Sorry about the lack of pictures. I ended up putting the camera into it's pouch and it will remain there until I get my act together. Chukar hunting is a team sport and the team can't come home feeling good when the quarter back keeps fumbling the ball.

Looks to be a pretty darn good season so get out there and have some fun with your dogs. Good Luck.

Monday, September 16, 2019

Final preparations for the chukar season

The season is about to begin for me and the boys so we're beginning our final preparations. We've already got the vest and shotgun ready because we've been out on a few grouse hunts. Not that grouse aren't a great bird to pursue, they definitely are, but our hearts are more into chasing the chukar. So Jake, Grady and I spent the afternoon loading our special shells and talking about my past buddies.

My special shells are filled with ashes from past hunting dogs of mine.
I combine their ashes so that my first two shots of the year at chukars will bring me as much good luck as these dogs did when they were running the mountain for me.
So far, since I began this tradition, it's brought me fortune all but once. These few hours of reloading and visiting with the dogs are a fantastic way to show my appreciation for all the wonderful times my past dogs provided me.
Without going into all the detail that I gave Jake and Grady I'd like to introduce my past hunting companions. The only girl of the bunch was Alli and we never got her ashes but her memories are just as fond as the others. Each dog had a special talent and taught me much.
                                                                                                                                                                    First off is Rookie. Although I had a couple family dogs early in life, I hunted with this Brittany who was the first dog I spent much time with training and hunting.
Rookie had more heart than any dog I know. He loved to hunt and loved me. I was definitely an amateur trainer and trained with a stiff hand. I would stop him from going over the hill in front of us in fear he would bust birds. To be honest I was a little quick with the collar. I was one of the guys who was the boss and it had to be my way. In spite of this he hunted with the exuberance of a dog that loved hunting.   There wasn't any bird he couldn't handle but he didn't like retrieving quail but I always forced him to bring them to me. I read that a dog should put the bird into your hand so by God that was what I expected. He could have been as good a dog as I ever had but I didn't give him the chance. I put to many restrictions on him. In fact he was so good I hated to leave the Brittany breed and the only reason I did was that a good friend of mine, Greg Allen, had German shorthairs and never had the problem with cheat in the ears like we had.
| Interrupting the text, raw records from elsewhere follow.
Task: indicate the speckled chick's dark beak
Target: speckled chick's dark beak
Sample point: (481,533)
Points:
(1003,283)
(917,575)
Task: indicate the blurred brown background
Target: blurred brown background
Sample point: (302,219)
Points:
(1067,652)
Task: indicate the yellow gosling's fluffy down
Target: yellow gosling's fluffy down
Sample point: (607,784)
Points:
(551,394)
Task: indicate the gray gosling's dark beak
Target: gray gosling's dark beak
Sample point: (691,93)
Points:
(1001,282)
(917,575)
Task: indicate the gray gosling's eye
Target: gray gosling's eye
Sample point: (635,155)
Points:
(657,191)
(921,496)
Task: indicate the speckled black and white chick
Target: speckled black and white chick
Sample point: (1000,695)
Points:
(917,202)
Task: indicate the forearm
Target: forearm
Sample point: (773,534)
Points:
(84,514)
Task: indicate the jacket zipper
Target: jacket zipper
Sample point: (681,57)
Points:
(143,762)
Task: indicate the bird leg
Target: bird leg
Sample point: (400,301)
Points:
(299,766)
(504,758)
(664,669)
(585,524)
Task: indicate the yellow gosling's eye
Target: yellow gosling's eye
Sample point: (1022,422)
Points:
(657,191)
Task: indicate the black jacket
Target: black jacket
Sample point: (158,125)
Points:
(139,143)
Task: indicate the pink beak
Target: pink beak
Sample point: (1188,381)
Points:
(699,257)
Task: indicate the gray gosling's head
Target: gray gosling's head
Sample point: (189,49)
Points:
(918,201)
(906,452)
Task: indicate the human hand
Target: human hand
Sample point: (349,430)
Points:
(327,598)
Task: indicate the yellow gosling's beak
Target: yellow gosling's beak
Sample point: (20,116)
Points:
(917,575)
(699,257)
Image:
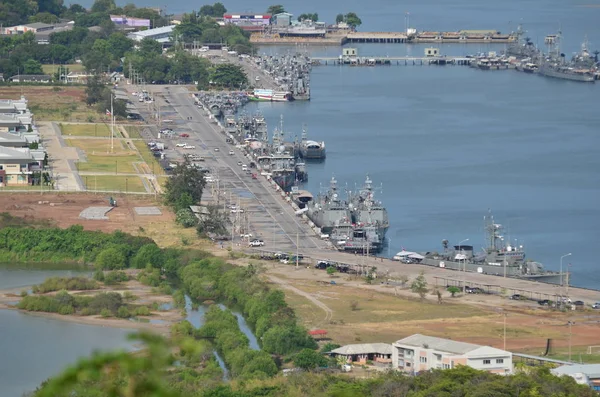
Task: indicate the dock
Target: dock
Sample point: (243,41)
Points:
(337,38)
(389,61)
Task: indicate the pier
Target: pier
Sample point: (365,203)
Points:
(400,61)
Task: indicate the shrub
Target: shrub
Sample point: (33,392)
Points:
(123,312)
(105,313)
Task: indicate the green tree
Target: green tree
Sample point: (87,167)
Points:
(31,66)
(110,258)
(309,359)
(275,9)
(352,20)
(229,76)
(419,285)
Rookie was only 35 lbs. but he became a 300 lb. giant when at the vets to get cheat out of his ears and had to be put to sleep every time. He lived for 14 1/2 years before he left us but got a couple of years of good couch time for me to realize how special of a dog he was and try to make up for my rough treatment. To show how big his heart was, I often hunted with my son Doug back then and Rookie would have nothing to do with Doug when he wandered away from me. He actually wanted to be with me, the hard ass. So, along comes Alli.
Alli was the only dog I didn't get as a pup. She was a pound pup with German shorthair blood and something else in her. We picked her up from the pound for Doug to have a dog to hunt behind when we would go hunting. Doug was in high school back then so you know how much time he spent training Alli and hunting her. It wasn't long before she became one of my pack. Somehow she worked her way into everyone's heart and whenever a visitor would come by the first thing they wanted to see was Alli. Her hunting ability wasn't the best but she would point and retrieve because that was what Rookie taught her that a good dog should do. So she went on every hunting trip with Rookie and I and made sure we didn't forget her by laying on top of my gun case in the morning. She really had stole my heart and at five years of age she suddenly lost her appetite and would just lay in the front yard with no energy. Our vet, Katie Wright, Diagnosed her with Addison's disease and warned us that she might not live a full life. The meds were very expensive, but Alli was worth every penny and she lived another four years. At 7 she was shot by another hunter and I had to pack her two miles through the steep and rocky terrain to my truck. She was about 70 lbs. and not an easy pack. Carrying her in front of me Alli seemed to know that she could trust me and stayed perfectly still. Dr. Koob showed me the xray that showed over 100 pellets in her. She stayed at the vets for two days until they were sure none of the pellets had penetrated any organs. To show how special she was to my family, my daughter, Kerri, spent the whole time at the vets with Alli. She passed away at 9 years of age and even in dying  she found that special way to touch my heart. Barb and I noticed she was feeling a little down and decided to take her for a truck ride, one of her favorite things to do. As Barb got ready Alli and I were sitting in the front room when she got up and came over and put her head on the arm of chair. Like usual I gave her a few love pats and she lay down. When Barb came back in Alli was gone. Her heart had given out. There were lot's of tears of love for that girl, not only from the family but from many of our friends that got to know her. Alli passed away two years before Rookie and a year after that we made the decision to get another hunting dog. 
Tucker.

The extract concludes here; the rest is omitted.